Exemplo disso é a Lei de Execução Penal. Quando lançada em julho de 1984, a Lei nº 7.210 foi comemorada como importante marco legislativo no tratamento dos direitos e deveres do reeducando.

Ali se divide o trato dos condenados segundo seus antecedentes e sua personalidade, propiciando um cumprimento individualizado da pena de modo a viabilizar sua recuperação através da progressão de regimes.

Debalde.

Pergunto aos que operam com o sistema carcerário, juízes, promotores, defensores, advogados e administradores, quanto da essência daquela lei foi repassada para nossos presídios?

O país conta com um número incrível de condenados, mais de 600 mil, superando em muito o número de vagas existentes, sem falar nos mandados de prisão ainda não cumpridos, os quais, se efetivados, encheriam o sistema com pelo menos mais 200 mil pessoas.

As penitenciárias existem apenas em alguns centros urbanos, abarrotadas de presos vindos de todas as partes do estado, o que só aprofunda a dificuldade dasfamílias de acompanhar os internos, com prejuízo à recuperação.

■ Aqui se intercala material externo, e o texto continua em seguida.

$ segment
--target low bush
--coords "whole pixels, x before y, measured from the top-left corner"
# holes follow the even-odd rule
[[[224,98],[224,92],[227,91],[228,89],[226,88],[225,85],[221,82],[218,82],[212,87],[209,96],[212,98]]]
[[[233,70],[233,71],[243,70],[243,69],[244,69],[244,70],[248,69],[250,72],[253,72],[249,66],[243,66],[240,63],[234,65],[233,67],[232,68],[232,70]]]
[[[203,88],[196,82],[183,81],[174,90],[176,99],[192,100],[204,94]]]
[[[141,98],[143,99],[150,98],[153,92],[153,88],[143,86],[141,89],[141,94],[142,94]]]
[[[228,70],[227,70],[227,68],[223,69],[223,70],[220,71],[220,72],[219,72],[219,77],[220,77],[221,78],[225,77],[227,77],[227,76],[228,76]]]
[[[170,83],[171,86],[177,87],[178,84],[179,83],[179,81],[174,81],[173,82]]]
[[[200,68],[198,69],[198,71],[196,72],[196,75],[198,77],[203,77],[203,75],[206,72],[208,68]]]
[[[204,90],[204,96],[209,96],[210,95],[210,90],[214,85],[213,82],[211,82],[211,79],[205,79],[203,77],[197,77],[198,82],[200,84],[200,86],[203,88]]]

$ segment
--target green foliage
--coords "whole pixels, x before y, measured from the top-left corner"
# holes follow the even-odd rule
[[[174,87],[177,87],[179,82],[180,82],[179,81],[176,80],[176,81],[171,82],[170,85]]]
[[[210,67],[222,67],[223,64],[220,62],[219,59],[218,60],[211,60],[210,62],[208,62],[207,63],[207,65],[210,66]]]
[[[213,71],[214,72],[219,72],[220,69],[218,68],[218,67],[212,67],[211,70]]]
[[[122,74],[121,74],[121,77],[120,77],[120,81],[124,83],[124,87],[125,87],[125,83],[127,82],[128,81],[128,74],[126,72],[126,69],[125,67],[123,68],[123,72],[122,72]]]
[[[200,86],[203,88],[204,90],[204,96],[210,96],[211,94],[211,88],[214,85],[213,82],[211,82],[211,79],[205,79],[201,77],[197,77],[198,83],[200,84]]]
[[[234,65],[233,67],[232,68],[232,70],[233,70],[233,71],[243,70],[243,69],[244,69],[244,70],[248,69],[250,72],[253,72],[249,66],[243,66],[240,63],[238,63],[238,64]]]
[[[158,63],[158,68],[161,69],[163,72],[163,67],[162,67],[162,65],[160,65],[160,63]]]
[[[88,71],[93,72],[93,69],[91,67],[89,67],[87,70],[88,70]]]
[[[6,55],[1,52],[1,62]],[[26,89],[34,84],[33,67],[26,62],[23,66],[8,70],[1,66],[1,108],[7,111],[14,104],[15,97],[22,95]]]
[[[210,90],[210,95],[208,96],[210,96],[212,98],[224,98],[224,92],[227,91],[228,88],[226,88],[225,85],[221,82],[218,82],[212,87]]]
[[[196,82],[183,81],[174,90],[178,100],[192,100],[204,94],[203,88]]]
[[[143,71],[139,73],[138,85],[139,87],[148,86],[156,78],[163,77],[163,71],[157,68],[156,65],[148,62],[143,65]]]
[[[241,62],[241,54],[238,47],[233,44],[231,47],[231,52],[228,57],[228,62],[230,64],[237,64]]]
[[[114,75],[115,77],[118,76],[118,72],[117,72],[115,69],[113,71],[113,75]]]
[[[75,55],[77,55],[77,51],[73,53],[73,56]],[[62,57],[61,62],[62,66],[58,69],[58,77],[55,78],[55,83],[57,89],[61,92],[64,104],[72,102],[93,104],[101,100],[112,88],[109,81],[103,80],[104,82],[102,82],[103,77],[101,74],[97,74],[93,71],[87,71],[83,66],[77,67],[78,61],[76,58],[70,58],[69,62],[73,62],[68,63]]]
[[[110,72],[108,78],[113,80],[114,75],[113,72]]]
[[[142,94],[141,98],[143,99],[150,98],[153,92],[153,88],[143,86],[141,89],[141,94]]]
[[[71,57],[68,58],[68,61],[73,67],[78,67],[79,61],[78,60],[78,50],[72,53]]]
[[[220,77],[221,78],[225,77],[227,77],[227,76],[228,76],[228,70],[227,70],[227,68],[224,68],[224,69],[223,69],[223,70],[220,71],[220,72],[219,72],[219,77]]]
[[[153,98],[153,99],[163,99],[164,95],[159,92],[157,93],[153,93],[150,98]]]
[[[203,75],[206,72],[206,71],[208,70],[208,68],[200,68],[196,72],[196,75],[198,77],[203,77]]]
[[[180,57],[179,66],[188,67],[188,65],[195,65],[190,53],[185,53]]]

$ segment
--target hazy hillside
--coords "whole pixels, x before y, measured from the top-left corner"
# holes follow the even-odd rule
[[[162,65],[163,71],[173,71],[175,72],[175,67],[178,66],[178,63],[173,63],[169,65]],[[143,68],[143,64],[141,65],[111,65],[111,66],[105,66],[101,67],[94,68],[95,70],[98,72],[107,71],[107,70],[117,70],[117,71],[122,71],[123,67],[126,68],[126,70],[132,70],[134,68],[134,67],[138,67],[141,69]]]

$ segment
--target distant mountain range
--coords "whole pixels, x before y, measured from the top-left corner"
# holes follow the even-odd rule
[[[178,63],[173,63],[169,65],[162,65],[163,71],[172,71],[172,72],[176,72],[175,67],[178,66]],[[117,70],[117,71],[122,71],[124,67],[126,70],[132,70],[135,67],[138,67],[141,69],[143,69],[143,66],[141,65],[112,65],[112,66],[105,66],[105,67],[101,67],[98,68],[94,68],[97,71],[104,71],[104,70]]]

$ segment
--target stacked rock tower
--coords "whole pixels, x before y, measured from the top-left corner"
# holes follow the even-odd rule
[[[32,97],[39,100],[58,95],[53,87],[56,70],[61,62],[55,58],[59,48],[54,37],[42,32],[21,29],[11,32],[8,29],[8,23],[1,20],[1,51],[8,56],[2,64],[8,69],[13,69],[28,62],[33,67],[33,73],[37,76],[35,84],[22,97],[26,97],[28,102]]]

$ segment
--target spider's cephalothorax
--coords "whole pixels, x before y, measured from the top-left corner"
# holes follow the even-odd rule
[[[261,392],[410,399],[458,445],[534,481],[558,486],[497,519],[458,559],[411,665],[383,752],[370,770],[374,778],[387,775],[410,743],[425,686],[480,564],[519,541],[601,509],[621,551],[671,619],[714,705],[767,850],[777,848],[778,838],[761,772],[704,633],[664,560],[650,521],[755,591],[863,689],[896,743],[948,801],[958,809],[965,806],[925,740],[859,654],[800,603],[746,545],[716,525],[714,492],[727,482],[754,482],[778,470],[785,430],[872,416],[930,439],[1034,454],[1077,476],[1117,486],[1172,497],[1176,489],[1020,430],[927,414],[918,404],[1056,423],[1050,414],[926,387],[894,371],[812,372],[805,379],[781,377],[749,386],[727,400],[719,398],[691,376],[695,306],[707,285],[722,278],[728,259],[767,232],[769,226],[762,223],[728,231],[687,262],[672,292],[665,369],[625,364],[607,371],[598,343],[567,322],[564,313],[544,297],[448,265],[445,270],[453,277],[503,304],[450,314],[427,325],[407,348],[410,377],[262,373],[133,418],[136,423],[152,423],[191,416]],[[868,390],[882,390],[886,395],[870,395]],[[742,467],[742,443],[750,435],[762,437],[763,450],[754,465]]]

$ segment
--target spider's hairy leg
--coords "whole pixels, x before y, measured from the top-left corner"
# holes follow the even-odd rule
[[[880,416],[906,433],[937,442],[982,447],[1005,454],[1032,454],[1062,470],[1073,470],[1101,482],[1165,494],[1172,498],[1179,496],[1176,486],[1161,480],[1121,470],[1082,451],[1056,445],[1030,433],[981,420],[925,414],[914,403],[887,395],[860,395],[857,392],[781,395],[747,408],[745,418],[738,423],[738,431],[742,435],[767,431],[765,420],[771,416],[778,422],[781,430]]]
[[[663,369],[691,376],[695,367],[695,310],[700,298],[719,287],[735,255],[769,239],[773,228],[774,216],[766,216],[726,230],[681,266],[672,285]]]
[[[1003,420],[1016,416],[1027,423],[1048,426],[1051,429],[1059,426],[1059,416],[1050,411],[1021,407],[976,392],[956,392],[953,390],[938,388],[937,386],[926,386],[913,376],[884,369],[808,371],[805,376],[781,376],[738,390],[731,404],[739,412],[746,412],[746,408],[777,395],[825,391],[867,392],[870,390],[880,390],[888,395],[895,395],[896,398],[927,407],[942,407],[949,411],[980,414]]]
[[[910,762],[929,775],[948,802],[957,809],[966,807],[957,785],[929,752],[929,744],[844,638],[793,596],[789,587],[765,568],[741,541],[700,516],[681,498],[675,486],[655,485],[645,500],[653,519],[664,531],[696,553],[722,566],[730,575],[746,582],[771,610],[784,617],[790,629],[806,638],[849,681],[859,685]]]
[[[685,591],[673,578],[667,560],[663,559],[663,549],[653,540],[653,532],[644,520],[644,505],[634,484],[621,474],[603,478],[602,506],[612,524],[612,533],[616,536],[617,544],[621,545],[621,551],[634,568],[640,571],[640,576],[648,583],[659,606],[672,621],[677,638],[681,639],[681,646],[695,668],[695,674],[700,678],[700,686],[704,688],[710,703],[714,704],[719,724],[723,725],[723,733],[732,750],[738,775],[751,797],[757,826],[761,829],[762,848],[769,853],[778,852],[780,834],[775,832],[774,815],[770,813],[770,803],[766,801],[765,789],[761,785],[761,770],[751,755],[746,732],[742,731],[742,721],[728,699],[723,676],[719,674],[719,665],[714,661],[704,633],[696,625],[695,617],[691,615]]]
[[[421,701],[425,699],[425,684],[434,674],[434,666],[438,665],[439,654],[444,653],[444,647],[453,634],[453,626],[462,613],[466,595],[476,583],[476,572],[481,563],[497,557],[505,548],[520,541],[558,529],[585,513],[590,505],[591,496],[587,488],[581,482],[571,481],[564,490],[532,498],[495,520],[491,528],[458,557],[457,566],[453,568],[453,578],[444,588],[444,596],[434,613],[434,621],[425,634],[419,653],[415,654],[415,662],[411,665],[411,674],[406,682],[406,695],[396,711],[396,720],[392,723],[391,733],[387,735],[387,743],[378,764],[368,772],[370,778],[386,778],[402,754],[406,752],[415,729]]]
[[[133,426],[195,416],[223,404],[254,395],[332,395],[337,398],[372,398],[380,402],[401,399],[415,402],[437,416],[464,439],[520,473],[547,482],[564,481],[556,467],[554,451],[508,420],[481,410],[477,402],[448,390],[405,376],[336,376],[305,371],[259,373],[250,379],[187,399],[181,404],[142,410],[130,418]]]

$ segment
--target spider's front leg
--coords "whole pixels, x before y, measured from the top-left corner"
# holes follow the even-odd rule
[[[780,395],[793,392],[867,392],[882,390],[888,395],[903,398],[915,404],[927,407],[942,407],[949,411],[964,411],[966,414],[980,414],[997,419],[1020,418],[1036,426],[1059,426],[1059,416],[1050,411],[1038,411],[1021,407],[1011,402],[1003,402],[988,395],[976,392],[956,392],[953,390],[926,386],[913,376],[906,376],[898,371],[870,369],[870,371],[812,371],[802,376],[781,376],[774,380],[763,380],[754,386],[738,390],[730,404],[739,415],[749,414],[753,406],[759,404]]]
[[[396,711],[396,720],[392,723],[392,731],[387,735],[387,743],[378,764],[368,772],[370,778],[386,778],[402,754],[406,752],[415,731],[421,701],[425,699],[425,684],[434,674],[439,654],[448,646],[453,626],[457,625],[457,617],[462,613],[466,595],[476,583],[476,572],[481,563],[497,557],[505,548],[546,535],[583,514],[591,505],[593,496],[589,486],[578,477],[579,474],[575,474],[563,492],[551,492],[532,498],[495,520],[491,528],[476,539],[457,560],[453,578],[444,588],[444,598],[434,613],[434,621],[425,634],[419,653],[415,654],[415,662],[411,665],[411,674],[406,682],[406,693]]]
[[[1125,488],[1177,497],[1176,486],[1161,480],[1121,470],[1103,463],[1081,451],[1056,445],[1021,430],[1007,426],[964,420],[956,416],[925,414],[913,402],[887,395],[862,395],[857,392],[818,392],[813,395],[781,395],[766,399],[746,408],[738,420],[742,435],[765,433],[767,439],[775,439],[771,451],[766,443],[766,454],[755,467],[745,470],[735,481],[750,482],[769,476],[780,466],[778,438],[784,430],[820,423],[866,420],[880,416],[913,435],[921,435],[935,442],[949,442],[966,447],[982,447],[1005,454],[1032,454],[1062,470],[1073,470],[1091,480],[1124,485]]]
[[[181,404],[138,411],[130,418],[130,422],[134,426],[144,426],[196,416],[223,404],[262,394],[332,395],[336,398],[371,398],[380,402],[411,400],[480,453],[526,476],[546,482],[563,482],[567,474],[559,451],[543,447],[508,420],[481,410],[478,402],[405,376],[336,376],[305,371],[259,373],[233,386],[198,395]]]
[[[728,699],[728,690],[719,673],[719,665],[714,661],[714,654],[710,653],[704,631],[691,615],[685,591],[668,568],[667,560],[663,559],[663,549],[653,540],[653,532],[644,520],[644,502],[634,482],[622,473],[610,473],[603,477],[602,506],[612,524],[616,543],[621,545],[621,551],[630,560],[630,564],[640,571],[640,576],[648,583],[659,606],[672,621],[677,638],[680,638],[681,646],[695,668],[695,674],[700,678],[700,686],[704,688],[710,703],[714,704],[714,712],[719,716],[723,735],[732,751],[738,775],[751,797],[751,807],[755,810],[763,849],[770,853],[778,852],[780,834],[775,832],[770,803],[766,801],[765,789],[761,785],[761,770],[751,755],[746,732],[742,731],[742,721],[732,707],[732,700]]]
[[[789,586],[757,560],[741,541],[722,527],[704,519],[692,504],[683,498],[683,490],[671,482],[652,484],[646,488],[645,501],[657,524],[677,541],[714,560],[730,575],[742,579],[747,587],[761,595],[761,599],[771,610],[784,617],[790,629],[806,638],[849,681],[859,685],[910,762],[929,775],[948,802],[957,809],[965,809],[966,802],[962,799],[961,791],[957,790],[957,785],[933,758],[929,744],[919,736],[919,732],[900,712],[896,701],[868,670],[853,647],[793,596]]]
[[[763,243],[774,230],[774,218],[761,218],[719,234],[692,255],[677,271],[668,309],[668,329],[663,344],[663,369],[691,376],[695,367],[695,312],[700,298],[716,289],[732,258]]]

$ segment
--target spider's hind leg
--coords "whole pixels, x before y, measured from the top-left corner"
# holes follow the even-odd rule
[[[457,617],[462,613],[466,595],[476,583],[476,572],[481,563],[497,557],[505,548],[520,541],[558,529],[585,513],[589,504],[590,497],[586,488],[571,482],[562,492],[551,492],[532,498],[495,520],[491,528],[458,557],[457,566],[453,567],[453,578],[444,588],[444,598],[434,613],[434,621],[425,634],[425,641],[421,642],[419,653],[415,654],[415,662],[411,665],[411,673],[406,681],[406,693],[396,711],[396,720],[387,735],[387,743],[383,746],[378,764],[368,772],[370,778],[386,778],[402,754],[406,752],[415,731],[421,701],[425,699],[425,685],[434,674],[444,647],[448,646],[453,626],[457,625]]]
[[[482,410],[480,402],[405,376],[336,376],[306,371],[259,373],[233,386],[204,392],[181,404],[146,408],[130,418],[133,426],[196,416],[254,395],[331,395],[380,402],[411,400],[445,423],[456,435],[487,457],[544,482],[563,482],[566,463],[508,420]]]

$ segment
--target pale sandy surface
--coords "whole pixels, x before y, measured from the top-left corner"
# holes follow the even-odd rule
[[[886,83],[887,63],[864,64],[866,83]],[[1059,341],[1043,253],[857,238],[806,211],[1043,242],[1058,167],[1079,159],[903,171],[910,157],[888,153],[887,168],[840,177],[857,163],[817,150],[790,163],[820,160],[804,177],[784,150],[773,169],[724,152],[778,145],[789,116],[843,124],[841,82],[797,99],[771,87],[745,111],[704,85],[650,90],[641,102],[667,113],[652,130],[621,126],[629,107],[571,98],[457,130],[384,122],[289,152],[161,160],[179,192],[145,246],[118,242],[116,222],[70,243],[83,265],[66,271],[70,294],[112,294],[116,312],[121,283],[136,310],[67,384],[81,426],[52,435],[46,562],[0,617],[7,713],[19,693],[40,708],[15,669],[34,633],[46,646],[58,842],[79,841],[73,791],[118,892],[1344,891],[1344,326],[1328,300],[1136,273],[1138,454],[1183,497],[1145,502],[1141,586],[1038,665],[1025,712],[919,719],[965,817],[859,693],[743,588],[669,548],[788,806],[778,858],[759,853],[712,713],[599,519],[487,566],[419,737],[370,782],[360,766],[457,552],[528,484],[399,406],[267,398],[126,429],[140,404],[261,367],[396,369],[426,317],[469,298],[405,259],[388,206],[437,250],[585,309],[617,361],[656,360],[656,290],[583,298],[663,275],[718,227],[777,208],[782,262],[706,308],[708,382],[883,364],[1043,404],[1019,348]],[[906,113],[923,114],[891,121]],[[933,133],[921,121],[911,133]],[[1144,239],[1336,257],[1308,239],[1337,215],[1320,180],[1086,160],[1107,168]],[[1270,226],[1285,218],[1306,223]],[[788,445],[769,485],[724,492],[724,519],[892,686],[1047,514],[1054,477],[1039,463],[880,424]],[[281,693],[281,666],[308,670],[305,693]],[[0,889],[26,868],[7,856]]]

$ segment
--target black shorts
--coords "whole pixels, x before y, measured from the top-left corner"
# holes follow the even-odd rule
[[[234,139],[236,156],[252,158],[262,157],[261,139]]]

Misturam-se no cárcere todos os tipos de homens, delitos e penas, sem qualquer respeito à individualização, favorecendo a formação de grupos como o Primeiro Comando da Capital, Comando Vermelho, Amigos dos Amigos.

Proliferam em nossos cárceres a Aids, a tuberculose e um sem número de doenças contagiosas. Igualmente, se perpetuam no silêncio das celas o espancamento, a extorsão e o estupro.

Nesse contexto, o número de presos provisórios chega a 40% do total da população carcerária, alcançando em alguns estados o patamar de 70%, como é o caso do Ceará.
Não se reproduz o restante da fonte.